As Complexity Challenges Security, Is Time the Solution?Black Hat Europe Speakers Focus on Upsides of Failing Faster as Complexity Mounts
"Who here thinks your network or environment will become more complex next year?"
So asked cybersecurity veteran Jeff Moss, kicking off this week's Black Hat Europe conference briefings in London.
"Complexity leaves me in a very depressing place; complexity is just forever increasing," said Moss, who's the founder of Black Hat and regularly opens the conference by detailing leading challenges as well as potential solutions.
For addressing complexity, he said, "time has got me pretty excited." Simply put, being strategic about doing things faster - including detection and recovery - gives organizations one tactic to blunt the impact of increased complexity.
Not all complexity involves technological evolution, such as malware built to better evade defenses, or criminals wielding zero-day exploits. Researchers debuted last week ChatGPT, a prototype, conversational AI chatbot that can sometimes appear to be human.
This means added complexity for security professionals, since many security tools use attackers' poor command of English to detect and block phishing attacks.

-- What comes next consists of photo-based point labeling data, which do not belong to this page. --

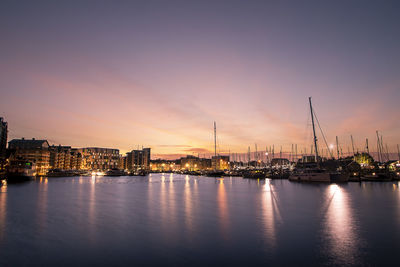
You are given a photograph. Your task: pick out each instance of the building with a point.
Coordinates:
(33, 150)
(192, 163)
(60, 157)
(97, 158)
(138, 159)
(220, 162)
(76, 159)
(3, 143)
(161, 165)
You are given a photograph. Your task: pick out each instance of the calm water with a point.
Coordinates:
(180, 220)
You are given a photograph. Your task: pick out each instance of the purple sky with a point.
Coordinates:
(158, 73)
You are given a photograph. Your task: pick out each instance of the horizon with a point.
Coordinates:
(158, 74)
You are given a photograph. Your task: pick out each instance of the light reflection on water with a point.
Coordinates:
(169, 219)
(270, 212)
(3, 208)
(223, 212)
(340, 226)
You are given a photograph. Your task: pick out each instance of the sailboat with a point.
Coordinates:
(215, 172)
(314, 172)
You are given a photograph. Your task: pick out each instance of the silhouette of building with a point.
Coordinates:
(60, 157)
(3, 143)
(97, 158)
(138, 159)
(33, 150)
(220, 162)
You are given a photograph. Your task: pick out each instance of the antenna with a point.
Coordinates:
(315, 137)
(337, 146)
(215, 139)
(398, 151)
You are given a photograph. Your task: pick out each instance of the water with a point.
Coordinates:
(178, 220)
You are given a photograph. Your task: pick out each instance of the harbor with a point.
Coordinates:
(173, 219)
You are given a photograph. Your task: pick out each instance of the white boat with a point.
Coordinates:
(317, 174)
(21, 170)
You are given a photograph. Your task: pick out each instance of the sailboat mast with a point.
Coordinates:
(337, 146)
(315, 137)
(215, 139)
(398, 151)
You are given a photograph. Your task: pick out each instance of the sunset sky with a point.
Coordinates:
(124, 74)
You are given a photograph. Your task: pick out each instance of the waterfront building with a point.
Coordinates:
(60, 157)
(76, 159)
(161, 165)
(279, 162)
(138, 159)
(31, 150)
(3, 143)
(220, 162)
(97, 158)
(192, 163)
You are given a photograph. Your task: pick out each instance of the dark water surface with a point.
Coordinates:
(178, 220)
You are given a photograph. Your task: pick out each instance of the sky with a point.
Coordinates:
(127, 74)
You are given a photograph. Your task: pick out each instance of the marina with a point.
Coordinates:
(178, 219)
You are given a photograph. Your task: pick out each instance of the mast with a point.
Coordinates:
(398, 151)
(378, 146)
(337, 146)
(315, 137)
(215, 140)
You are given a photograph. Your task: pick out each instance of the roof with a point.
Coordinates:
(28, 144)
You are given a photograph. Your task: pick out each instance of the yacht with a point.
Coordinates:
(316, 173)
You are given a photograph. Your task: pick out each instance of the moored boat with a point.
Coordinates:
(20, 170)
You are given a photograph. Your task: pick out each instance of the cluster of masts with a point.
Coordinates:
(382, 151)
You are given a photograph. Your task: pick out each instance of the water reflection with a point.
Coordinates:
(92, 208)
(42, 204)
(223, 213)
(340, 227)
(270, 212)
(3, 208)
(188, 206)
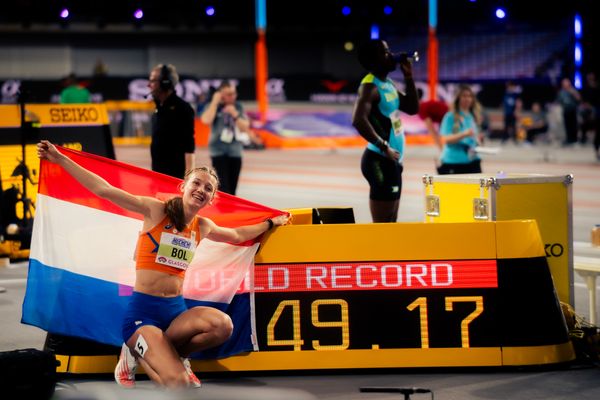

Expect criminals to soon use tools such as ChatGPT to write lures that seem to have been crafted by a native speaker, said Daniel Cuthbert, a veteran cybersecurity researcher who's a member of the U.K. government's new cyber advisory board.
For Cuthbert, the success of phishing attacks points to larger problems with vendors and developers failing to better eliminate bugs, simplify and trim their code bases and disable often-abused features. "For me, phishing is a systematic problem of where we are as an industry, in that you should be able to click on something and not have it push a reverse shell out to somebody else," he said.
Observe, Orient, Decide, Act
Since complexity comes in many different shapes and sizes, Moss recommends focusing on time via the decision-making loop OODA - for observe, orient, decide, act - to either succeed or to "fail faster and break things."
Moss added: "The faster you can observe, orient, decide or act, the faster you're able to spin that cycle. The faster you spin the cycle, the more you can be ahead of an adversary."
To put this into practice, he recommends that security professionals every quarter pick key, time-based metrics to address. For example, in this era of rampant ransomware attacks, how long does it take to restore a backup?
Restoration will never be an instantaneous process, and even restoring numerous systems in one day is probably a stretch. But if they can make small savings in time in advance of a crisis, Moss said, they might be able to more easily weather the crisis and recover.
If an organization knows it can restore working backups in two days and believes it can "string along" ransomware attackers for three days, that provides more leeway to see if the backups work before deciding if they must, after all, pay the ransom to recover data, Moss said. Not that he's a proponent of paying ransoms, "but you now have options," and not least among them is providing leadership with confidence about what can be achieved and when.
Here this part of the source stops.